Good works are especially commended by Paul in this lesson. In the Key Verse, he says that our lives should be a ‘pattern’ of good works. This means that others should be able to look upon us and see an example of Christian living. Such a pattern should encompass every aspect of our life, to the best of our ability. Paul lists some of the areas that should be part of the example of works we set: doctrine, dignity, soundness of speech, showing good faith, denying ungodliness and worldly desires, living sensibly, righteously, and godly. (Titus 2:7,8,10,12, New American Standard Translation) It is clear from Paul’s list that these works are to include, to the greatest extent possible, all our motives, thoughts, words, and actions. The more our works conform to these, the better pattern we will be to others.

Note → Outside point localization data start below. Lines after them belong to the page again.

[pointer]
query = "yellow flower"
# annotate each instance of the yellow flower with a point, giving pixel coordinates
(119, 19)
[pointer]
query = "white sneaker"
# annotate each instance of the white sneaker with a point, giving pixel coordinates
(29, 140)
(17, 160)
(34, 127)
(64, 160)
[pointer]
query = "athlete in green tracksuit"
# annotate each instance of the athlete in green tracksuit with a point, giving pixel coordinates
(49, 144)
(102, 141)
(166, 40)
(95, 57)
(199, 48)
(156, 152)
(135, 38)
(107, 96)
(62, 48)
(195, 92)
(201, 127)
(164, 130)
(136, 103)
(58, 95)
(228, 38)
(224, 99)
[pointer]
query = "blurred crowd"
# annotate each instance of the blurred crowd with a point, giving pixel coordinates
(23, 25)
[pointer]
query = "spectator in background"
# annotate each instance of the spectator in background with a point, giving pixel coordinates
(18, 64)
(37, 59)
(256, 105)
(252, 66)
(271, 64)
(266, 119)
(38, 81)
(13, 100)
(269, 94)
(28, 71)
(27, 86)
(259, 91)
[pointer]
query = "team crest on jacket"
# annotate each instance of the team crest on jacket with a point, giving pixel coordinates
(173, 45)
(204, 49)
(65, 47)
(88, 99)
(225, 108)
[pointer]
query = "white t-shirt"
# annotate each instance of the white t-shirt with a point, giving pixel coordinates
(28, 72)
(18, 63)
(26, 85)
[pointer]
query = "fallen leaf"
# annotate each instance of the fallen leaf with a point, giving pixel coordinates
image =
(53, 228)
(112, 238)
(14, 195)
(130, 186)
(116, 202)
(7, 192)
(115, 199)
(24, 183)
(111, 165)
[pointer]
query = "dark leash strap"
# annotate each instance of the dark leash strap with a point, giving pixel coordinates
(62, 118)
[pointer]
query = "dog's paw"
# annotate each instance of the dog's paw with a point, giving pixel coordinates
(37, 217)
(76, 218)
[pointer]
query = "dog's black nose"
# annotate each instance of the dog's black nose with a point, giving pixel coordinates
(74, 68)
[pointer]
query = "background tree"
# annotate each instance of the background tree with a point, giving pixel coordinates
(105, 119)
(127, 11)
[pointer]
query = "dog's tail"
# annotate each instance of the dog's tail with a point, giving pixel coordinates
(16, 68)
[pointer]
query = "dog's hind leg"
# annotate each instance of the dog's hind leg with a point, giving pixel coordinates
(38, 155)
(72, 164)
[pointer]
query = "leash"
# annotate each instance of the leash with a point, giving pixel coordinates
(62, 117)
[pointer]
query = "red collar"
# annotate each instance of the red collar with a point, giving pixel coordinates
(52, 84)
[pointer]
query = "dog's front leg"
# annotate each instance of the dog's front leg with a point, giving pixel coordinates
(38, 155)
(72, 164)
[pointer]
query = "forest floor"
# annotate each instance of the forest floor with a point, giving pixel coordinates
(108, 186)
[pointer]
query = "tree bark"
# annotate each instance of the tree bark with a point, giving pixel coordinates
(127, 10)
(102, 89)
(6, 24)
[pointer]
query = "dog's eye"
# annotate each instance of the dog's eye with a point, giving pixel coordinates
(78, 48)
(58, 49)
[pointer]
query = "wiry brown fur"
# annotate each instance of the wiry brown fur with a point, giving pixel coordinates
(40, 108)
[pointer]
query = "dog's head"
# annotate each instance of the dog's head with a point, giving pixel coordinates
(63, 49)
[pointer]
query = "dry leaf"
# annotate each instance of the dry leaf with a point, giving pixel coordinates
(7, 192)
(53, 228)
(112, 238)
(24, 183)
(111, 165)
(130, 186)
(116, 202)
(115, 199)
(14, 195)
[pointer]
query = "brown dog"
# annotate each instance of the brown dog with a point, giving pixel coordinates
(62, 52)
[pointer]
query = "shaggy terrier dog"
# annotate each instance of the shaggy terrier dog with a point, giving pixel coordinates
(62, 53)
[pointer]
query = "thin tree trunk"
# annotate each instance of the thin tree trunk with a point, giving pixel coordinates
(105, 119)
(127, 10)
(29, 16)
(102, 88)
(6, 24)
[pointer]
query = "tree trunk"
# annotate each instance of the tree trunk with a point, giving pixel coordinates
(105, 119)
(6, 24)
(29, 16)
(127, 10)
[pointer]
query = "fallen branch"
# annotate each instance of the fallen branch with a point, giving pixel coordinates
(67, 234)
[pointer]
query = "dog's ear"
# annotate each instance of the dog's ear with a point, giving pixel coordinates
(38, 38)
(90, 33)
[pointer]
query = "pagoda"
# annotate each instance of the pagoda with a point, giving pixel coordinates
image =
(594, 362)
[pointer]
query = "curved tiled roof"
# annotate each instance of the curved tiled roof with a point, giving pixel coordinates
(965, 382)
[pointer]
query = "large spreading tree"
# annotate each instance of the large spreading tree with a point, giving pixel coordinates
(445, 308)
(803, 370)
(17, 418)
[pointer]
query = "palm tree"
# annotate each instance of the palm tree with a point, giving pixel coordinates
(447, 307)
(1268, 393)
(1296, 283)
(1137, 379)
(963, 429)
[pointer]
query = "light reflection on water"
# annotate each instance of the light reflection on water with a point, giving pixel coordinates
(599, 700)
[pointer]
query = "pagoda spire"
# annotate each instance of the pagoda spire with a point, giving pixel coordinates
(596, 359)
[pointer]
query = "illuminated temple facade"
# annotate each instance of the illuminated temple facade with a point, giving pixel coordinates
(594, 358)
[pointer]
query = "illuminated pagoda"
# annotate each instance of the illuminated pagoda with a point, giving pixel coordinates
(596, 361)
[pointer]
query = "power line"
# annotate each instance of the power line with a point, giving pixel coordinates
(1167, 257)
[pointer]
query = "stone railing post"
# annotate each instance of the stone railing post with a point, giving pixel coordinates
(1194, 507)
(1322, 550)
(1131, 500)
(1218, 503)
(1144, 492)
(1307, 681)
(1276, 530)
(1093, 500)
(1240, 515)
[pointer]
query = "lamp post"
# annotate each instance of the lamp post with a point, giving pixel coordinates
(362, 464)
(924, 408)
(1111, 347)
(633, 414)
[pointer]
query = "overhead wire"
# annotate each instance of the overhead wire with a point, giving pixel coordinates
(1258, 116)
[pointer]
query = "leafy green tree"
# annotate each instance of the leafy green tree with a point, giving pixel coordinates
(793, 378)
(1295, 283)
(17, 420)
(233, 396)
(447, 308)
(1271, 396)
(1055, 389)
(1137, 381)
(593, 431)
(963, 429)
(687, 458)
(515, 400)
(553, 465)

The final aspect of this lesson is that of our hope of salvation. “Looking for that blessed hope, and the glorious appearing of the great God and our Saviour Jesus Christ.” (vs. 13) In these words, the Apostle Paul stresses the importance of keeping our spiritual eyes focused on the goal, the hope of our calling (Eph. 4:4), and the ultimate purpose of God’s plan to bless all the families of the earth. This purpose will be revealed to all mankind once the “little flock” (Luke 12:32) is complete and God, through his Son and his bride—the Christ, head and body—begin the process of teaching all mankind righteousness. “When thy judgments are in the earth, the inhabitants of the world will learn righteousness.” (Isa. 26:9) This hope of salvation for the church, as well as the world, based on the ransom price paid by Jesus, are the keys to all sound doctrine.